Canada condemns in the strongest possible terms the Russian leadership’s illegal and unjustifiable war of aggression on Ukraine.

It is important that we provide support to meet the needs of victims and survivors of core international crimes, and work quickly to gather evidence that we will be able to use in pursuing accountability in national and international courts.

I have chosen to make brief remarks under this third area of discussion, as prioritizing the response to sexual and gender-based crimes is a key element for Canada, not just with respect to the conflict-related sexual violence occurring in Ukraine, but in the context of our broader foreign policy as well.

Focusing on victims of SGBV, and CRSV in particular

While women and men, girls and boys, face risks of sexual and gender-based violence in conflict – including rape, sexual slavery, forced prostitution, and trafficking – women and children, particularly girls, are the primary victims and survivors. Many of these crimes go unreported due to extreme stigma and feelings of shame, and intimidation or fear. Victims and survivors may be unaware of, or lack access to, reporting mechanisms and services for those who have experienced gender-based violence (GBV) in occupied areas.

Conflict-related sexual violence is a particularly harmful form of sexual and gender-based violence. Its use constitutes a serious breach of international humanitarian law and may amount to war crimes or crimes against humanity. States have an obligation to prosecute the perpetrators of these crimes. 

Canada’s federal police agency, under the purview of the Crimes Against Humanity and War Crimes Program, has initiated a national investigation into the allegations of war crimes and crimes against humanity in Ukraine.

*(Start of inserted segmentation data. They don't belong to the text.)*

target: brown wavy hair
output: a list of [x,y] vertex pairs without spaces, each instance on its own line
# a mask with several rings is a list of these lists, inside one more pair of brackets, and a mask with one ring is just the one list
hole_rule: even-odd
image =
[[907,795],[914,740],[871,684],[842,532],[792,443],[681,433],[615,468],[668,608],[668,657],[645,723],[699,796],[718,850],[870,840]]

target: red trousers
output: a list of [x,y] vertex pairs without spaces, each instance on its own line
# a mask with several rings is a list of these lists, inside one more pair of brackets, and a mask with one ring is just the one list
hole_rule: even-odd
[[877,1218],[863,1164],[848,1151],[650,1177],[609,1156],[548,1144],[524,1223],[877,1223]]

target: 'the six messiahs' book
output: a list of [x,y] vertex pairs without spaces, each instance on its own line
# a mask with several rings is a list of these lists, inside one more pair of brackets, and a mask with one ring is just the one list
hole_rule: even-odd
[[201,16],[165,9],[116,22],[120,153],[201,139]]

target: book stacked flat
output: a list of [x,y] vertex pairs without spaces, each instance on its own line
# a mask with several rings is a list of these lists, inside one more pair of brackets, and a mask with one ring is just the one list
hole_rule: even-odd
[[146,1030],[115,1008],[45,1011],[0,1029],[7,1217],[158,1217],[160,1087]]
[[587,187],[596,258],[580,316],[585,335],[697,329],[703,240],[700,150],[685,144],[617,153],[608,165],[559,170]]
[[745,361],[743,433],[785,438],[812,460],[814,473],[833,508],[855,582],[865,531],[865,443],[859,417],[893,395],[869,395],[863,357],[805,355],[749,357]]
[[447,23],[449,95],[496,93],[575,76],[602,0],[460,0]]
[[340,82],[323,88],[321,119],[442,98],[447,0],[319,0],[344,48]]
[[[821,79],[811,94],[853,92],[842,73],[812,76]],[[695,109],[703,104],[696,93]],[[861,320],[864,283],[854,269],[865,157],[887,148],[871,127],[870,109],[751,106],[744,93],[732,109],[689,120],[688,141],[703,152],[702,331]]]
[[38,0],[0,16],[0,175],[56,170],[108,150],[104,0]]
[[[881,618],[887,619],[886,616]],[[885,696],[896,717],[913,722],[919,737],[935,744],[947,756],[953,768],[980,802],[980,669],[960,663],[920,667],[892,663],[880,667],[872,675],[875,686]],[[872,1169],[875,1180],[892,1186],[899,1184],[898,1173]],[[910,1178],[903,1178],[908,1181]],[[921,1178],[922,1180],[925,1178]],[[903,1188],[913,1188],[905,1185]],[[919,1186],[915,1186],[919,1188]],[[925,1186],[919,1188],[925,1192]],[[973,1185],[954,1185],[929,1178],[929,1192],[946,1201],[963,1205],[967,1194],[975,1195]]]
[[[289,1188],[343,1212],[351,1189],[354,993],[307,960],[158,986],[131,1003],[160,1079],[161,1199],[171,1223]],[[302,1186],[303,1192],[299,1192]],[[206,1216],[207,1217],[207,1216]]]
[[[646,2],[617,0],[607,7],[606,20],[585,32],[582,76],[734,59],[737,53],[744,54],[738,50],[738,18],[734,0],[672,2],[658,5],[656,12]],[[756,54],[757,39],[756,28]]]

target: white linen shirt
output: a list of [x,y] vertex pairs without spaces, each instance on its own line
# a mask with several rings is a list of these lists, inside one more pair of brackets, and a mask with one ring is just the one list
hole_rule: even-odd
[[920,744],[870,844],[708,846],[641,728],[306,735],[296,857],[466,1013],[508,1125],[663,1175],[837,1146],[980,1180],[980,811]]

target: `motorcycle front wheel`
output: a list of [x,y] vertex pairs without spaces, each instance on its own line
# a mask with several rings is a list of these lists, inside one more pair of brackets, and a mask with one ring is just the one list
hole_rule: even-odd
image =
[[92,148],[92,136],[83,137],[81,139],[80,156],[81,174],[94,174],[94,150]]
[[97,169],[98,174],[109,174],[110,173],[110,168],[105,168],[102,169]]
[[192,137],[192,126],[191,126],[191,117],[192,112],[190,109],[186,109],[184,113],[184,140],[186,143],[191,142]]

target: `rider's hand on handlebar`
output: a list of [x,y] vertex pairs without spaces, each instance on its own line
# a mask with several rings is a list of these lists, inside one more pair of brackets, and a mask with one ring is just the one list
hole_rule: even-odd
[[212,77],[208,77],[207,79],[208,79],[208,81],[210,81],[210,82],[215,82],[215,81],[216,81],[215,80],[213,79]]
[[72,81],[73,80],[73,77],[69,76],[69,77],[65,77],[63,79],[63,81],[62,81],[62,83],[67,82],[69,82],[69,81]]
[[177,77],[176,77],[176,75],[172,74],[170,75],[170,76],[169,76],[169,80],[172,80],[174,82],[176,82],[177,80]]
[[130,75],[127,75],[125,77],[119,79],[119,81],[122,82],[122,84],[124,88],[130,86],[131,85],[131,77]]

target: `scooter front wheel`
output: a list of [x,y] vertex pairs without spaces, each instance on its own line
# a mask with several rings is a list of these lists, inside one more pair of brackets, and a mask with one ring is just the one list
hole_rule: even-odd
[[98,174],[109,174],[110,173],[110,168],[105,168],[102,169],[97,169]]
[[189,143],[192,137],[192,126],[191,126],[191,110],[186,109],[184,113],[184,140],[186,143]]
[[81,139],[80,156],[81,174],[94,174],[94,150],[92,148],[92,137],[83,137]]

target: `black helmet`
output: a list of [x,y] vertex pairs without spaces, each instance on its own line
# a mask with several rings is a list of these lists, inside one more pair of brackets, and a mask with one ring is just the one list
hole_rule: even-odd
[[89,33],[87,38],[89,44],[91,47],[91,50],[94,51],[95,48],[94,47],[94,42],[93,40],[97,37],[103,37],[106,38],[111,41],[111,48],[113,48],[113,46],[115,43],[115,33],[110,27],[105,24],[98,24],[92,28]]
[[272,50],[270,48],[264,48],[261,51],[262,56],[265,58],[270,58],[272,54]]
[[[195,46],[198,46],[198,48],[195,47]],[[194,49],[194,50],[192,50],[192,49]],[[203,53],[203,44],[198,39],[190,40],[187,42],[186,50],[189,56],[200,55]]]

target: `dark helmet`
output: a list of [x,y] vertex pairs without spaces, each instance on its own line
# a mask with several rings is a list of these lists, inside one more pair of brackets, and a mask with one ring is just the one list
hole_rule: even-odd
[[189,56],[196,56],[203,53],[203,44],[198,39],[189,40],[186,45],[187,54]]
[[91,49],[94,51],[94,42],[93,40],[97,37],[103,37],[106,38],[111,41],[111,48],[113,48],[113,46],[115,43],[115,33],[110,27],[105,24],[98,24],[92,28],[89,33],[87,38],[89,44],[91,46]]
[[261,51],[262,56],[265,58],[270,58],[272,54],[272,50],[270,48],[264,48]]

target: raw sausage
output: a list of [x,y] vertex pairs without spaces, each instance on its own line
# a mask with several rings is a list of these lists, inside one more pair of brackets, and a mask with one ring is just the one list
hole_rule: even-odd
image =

Canada is taking a victim-centered approach to the investigation adhering to the principles outlined in the Murad Code and ensuring that victims receive adequate psychosocial support. 

Canada has also been appreciative of the efforts of the ICC to create specialised capacity with respect to investigations into conflict-related sexual violence and crimes against children, and provided a $1M voluntary financial contribution to the ICC Trust Fund established for this purpose, which will support all of the ICC’s investigations and evidence-gathering activities, including in the situation in Ukraine.

Canada also funds UN Women, which has deployed a gender advisor expert to the Commission of Inquiry on Ukraine, and supports efforts to increase the resilience and responsiveness of the National Police of Ukraine to address CRSV through improved in-service training, communications, and peer-to-peer psychological support mechanisms.

At the recent G7 meeting, Canada announced $9.7M in funding to improve accountability for human rights violations in Ukraine, with a particular emphasis on cases of sexual and gender-based violence.

This funding will support existing international mechanisms, Ukrainian police and judicial institutions to respond professionally to cases of sexual and gender-based violence, ensuring investigations are conducted in compliance with international law and advance justice in ways that are sensitive and responsive to the needs and interests of survivors.

Actions to address needs of survivors and victims

We must not forget that prioritizing the interests and needs of victims and survivors of core international crimes means working to address their immediate needs, and not just working towards eventual paths of judicial accountability.

In line with Canada’s Feminist International Assistance Policy and Feminist Approach in Humanitarian Action, Canada is committed to supporting humanitarian assistance programming that meets the different and specific needs and priorities of all members of the affected population, taking into consideration gender, age, disability and diversity.

Canada’s feminist approach entails recognizing and supporting local capacities, systems, and structures. This means strengthening women’s leadership at every level to systematically ensure the participation, leadership and empowerment of women and girls in humanitarian processes.

And of course, engaging in these discussions to ensure our efforts are complementary, efficient, and effective is of great importance. Thanks again for convening us here today.